If you have 100 routes, you need to have 100 temporary structs, do the mapping 100 times.
I feel like it would be a reasonable expectation for echo
to support this.
The CustomBinder
is indeed a solution (probably one that I will end up going with), but I would expect that many people would benefit from it being part of echo
, rather than everyone implementing it on their own.

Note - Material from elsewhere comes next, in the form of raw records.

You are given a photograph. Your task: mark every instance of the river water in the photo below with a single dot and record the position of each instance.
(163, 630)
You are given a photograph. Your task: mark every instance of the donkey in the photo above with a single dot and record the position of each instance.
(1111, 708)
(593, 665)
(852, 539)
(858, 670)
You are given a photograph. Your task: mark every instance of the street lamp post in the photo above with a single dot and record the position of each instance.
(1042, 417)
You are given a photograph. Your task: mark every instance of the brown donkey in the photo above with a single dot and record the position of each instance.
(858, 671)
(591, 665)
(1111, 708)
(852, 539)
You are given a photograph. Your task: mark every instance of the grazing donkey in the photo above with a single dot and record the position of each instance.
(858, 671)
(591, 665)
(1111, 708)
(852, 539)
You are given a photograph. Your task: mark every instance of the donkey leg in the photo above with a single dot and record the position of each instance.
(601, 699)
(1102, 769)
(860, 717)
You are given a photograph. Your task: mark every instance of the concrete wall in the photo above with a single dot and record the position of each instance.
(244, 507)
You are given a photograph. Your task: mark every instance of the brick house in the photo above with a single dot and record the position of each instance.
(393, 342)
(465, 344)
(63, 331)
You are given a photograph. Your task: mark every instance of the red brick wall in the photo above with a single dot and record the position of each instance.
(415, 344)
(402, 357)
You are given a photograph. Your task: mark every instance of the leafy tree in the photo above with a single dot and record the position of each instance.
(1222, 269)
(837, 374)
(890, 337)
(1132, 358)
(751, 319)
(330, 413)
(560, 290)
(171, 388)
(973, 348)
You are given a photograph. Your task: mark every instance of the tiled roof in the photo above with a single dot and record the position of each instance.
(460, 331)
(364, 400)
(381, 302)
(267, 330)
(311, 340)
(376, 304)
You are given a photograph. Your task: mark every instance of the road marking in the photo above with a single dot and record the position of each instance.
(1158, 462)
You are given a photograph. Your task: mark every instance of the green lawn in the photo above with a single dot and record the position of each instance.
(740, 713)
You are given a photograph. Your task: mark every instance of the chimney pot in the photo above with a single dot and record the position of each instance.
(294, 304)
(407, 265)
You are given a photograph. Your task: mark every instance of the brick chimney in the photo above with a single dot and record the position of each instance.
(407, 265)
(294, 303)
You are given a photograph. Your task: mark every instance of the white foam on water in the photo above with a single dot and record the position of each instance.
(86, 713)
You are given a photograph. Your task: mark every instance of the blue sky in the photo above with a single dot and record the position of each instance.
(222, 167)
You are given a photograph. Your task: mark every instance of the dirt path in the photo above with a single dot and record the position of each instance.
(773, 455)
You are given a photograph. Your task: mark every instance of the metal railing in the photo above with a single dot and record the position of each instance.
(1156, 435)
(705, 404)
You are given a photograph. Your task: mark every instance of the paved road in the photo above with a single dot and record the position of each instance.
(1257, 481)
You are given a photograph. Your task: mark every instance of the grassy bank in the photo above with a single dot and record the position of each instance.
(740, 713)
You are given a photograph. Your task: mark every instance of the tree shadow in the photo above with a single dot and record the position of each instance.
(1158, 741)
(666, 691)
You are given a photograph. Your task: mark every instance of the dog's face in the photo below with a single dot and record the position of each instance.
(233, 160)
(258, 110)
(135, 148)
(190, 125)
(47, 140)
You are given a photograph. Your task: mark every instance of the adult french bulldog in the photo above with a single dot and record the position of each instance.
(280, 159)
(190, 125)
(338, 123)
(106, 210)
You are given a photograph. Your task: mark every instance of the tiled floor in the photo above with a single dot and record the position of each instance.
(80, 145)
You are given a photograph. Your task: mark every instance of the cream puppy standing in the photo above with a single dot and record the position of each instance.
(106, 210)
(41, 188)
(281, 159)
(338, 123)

Although I'd love to have this feature baked into the library, I've resorted to this CustomBinder:
package main
import (
pgValidator "github.com/go-playground/validator"
"github.com/labstack/echo/v4"
"net/http"
)
type CustomValidator struct {
validator *pgValidator.Validate
}
func NewCustomValidator() *CustomValidator {
return &CustomValidator{validator: pgValidator.New()}
}
func (cv *CustomValidator) Validate(i interface{}) error {
if err := cv.validator.Struct(i); err != nil {
// Optionally, you could return the error to give each route more control over the status code
return echo.NewHTTPError(http.StatusBadRequest, err.Error())
}
return nil
}
// ValidatingBinder ensures that you don't have to call both bind and validate in handler
type ValidatingBinder struct {
*CustomValidator
}
func NewValidatingBinder(cv *CustomValidator) *ValidatingBinder {
return &ValidatingBinder{CustomValidator: cv}
}
func (cb *ValidatingBinder) Bind(i interface{}, c echo.Context) error {
db := new(echo.DefaultBinder)
if err := db.Bind(i, c); err != echo.ErrUnsupportedMediaType {
return err
}
if err := cb.CustomValidator.Validate(i); err != nil {
return err
}
return nil
}
Hope it helps someone.
I recommend you just implement your custom binder that would perform validation. It's pretty simple and looks like gin does the same.